Nitehawk isn’t alone in promoting the work of short filmmakers. Pixar regularly screens animated shorts before its features, and Sundance’s streaming service, SundanceNow, recently launched its Take 5 platform, which groups together five five-minute-long short films centered on a single theme, megaphoning a range of views on topics like “Justice in America.” The films in the first installment discuss gentrification in Brooklyn and beyond, the shortcomings of America’s prison system, and the effect of the 2013 Voting Rights Act on minorities. 

Marcus Lee, General Manager of SundanceNow Doc Club, told HuffPost: “Short-form is more digestible. Our goal is to reach as many people as we can and it’s a much easier ‘ask’ of people to watch a five-minute short film than a feature-length doc. Short form is also more portable to different platforms. You may come across one of our short films in your Facebook feed and you may end up watching it on your phone. Long-form content doesn’t reach people like that.”

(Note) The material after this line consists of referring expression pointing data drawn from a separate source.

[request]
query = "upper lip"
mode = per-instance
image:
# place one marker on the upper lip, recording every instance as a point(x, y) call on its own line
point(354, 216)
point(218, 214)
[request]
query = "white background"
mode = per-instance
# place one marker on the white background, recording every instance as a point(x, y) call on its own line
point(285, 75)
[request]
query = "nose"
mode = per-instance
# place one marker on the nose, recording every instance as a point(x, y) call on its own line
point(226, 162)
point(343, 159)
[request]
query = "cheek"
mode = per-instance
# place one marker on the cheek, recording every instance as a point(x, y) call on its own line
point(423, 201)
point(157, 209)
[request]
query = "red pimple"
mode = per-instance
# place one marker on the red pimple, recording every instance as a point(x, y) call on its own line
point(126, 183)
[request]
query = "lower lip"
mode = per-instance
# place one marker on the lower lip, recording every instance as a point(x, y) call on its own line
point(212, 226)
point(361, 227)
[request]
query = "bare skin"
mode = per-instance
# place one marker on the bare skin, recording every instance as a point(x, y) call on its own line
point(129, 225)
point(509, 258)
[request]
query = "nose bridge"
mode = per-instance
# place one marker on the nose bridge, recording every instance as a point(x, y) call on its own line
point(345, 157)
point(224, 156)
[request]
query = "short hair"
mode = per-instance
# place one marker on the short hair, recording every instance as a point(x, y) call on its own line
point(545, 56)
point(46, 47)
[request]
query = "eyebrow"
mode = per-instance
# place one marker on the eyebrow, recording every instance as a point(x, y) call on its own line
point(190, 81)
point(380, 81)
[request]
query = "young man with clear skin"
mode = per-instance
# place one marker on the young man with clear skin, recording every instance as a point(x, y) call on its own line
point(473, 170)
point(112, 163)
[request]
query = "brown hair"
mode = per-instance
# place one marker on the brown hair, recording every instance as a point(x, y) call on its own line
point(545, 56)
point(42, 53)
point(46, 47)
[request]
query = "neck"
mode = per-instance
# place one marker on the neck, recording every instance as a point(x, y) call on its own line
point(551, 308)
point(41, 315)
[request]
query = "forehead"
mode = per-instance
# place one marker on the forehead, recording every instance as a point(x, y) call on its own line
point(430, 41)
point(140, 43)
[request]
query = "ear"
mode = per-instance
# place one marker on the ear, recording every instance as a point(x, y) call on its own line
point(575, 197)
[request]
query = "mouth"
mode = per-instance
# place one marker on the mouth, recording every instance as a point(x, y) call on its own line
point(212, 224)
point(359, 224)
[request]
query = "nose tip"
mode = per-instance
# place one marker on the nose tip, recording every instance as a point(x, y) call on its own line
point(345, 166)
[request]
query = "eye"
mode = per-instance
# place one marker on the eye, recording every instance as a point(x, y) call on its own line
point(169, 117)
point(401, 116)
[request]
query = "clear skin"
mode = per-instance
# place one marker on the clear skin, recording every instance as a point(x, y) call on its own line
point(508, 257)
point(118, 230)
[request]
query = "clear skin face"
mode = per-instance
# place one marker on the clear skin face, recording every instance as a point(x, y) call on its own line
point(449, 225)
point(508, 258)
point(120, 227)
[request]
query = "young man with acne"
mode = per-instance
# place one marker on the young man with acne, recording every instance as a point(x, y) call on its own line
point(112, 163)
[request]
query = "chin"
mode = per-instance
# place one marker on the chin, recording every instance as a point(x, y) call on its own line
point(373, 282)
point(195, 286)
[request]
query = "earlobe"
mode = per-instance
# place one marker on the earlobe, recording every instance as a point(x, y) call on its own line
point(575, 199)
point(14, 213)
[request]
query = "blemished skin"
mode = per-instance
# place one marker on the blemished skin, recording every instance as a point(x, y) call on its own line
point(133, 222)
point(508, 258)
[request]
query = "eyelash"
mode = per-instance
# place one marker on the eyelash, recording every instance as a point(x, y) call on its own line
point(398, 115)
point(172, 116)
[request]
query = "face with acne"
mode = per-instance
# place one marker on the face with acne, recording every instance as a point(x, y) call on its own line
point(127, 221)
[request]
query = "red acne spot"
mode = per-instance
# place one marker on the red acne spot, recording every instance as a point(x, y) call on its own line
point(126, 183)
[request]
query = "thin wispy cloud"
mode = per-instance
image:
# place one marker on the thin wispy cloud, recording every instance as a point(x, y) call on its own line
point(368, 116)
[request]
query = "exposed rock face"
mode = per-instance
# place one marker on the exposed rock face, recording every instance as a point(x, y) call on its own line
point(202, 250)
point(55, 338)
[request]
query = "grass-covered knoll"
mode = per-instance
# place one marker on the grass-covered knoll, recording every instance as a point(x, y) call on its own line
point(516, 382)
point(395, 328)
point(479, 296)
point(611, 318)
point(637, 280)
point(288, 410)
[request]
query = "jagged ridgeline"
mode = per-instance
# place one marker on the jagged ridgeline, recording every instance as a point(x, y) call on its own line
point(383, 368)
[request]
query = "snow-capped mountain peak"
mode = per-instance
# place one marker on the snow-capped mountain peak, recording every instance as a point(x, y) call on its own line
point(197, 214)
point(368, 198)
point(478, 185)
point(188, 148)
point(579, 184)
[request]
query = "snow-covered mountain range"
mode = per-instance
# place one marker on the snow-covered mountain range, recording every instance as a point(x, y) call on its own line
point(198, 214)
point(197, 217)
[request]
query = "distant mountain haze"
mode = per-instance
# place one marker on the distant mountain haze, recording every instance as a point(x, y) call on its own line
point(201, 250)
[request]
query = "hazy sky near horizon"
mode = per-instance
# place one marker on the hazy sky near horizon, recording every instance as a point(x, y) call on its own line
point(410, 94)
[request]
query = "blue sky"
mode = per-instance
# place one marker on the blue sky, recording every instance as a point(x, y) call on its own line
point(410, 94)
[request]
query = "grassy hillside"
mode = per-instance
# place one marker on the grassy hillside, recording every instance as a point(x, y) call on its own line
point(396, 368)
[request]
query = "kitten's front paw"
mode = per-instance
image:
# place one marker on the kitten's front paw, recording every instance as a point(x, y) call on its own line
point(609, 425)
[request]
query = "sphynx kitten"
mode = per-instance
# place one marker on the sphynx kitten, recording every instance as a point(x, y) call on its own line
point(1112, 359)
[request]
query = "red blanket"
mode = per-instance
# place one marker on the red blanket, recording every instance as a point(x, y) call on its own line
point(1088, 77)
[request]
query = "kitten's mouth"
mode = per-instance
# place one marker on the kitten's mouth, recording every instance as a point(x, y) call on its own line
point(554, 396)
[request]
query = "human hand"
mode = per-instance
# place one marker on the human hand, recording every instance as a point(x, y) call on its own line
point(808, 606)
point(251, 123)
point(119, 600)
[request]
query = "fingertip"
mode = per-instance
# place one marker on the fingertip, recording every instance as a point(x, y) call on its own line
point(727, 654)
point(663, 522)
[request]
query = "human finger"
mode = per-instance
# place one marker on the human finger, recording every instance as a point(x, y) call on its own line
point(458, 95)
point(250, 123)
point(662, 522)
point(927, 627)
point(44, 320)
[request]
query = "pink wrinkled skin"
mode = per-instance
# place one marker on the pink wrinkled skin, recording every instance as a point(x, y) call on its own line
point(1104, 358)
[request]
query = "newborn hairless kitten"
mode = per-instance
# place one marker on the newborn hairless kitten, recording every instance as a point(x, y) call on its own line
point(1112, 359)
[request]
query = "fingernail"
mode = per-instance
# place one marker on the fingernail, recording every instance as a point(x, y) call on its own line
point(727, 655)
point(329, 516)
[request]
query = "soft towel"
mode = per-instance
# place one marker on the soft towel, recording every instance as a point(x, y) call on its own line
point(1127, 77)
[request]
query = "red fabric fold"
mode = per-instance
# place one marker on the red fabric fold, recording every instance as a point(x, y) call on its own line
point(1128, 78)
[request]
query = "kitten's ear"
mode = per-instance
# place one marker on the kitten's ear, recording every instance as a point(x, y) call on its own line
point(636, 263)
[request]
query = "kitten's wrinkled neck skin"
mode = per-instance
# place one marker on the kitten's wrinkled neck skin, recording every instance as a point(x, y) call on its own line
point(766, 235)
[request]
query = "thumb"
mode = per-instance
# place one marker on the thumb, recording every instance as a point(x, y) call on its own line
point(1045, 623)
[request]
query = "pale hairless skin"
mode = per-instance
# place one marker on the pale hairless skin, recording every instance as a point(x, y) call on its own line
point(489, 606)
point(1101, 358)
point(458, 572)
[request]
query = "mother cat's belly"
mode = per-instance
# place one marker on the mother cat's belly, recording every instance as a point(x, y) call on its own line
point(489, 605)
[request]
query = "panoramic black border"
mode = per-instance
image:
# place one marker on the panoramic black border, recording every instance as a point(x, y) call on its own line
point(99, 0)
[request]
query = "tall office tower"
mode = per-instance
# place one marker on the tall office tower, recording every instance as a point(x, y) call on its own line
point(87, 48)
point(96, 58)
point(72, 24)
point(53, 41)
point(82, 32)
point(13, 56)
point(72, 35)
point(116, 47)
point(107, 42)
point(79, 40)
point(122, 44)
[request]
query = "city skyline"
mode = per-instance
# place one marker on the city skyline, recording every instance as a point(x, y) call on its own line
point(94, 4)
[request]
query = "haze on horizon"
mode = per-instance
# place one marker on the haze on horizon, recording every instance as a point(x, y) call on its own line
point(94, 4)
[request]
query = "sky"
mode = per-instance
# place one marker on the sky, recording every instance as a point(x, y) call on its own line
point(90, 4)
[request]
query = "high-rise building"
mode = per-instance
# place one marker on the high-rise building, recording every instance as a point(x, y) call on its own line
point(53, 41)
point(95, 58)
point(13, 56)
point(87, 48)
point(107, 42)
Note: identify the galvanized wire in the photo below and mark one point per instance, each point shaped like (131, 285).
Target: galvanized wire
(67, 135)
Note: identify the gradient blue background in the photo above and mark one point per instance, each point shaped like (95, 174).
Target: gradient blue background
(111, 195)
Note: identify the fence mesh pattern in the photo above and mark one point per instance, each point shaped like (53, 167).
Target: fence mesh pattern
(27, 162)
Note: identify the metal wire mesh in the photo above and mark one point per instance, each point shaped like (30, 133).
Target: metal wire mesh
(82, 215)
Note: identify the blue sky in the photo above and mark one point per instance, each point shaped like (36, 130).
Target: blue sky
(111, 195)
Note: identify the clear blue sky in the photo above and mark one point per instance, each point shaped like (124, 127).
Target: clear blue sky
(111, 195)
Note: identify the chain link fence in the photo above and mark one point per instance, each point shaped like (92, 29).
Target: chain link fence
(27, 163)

Not only does Sundance’s streamable series bode well for the future of short film distribution, it shows promise for representation within filmmaking, too. Of the five short films on the platform’s first slate, three were directed or co-directed by women, and all confronted issues American minorities face today.

It may not be a complete reframing of the issue of on-screen representation, but it’s a swivel away from the same old scene.

The Nitehawk Shorts Festival will take place November 8-13, 2016, at the cinema's location in Brooklyn, New York. Huffington Post Arts & Culture is the Media Sponsor for the festival and will provide the inaugural Huffington Post Impact Award. For filmmakers looking to submit their own short films, early submission to the festival opens on Monday, June 6 at 2 p.m. Read more about the requirements for entry here.

[CORRECTION: An earlier version of this article erroneously stated that George Miller's "Mad Max" was funded by Byron Kennedy. In fact, the two formed their own production company, Kennedy Miller. We regret the error.]